Want u vergeving zal, of niet, van God geschieden,
Na gy aan elk u al, of niet, vergeeflijk toond.
In ’t vasten toon u bly, niet treurig voor de lieden.
God ziet verborgen deugd, en opentlijk beloond.
13.
Vergadert hier geen schat, slechts tot verdervers voordeel.
| |
[pagina 9]
| |
Maar boven, daar geen roest, noch mot, noch dief haar deert.
Vest daar uw hart; en ’t oog van rein verstand en oordeel.
Maar geen twee Heeren, als God, en den Mammon, eert.
14.
Daarom wilt niet te zeer voor lijf, noch leven zorgen:
Hy die de vogels voed, en bloemen ciert op ’t best,
Draagt veel meer zorg voor u. Zorg dan niet voor den morgen.

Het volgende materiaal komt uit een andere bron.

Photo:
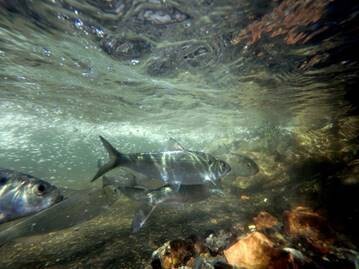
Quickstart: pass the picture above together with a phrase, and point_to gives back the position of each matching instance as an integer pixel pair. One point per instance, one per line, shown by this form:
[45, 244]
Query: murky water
[272, 80]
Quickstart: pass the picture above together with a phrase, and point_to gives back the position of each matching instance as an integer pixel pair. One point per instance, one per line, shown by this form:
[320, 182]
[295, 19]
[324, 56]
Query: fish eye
[40, 189]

Zoek gy Gods Rijk en Recht. Uw toemaat is de rest.
15.
En oordeelt niet; want gy voor ’t oordeel zul verschijnen.
Dies eer gy splinter-kijkt, u van uw balk ontslaat:
Geef ’t Heilige geen hond, noch peerlen werp voor zwijnen,
Bestraf noch leer niet die harnekkig u versmaat.
16.
Hier toe behoeft gy hulp: dies bidze van den Heere,
Zoek yv’rig: want zulk een verhorings toe zeg heeft.
Wat Vader weiger brood zijn kind’ren die ’t begeeren?
Veel meer uw Vader, die Hem bid, zijn gaven geeft.
| |
[pagina 10]
| |
17.
Maar wien? die all’ het goed, dat hy zich toe zou wenschen,
Zoo gaarn aan andre doet: na inhoud van de wet.
Dus gaat door d’enge poort: doods bree weg gaan veel menschen,
Op ’t naauwe levens pad word schier geen voet gezet.
18.
Verleiders schouw, die in een schijn van schapen komen.
Kentz’ aan hun wolven aard: qua vrucht den boom verdoemt.
Niet elk, die roept, Heer, Heer, word zalig; maar recht vromen.
Ik ken voor mijne niet, die slechts van deugden roemt.
19.
Al die dit hoort en doet, is wijs, en vast bestaan zal,
Als ’s Huis, op steen gebouwt, verduurt des storms geweld.
Die ’t hoort, maar niet en doet, een dwaas is, Die vergaan zal,
Als ’t Huis, op zand gebouwt, door storm Word neergeveld.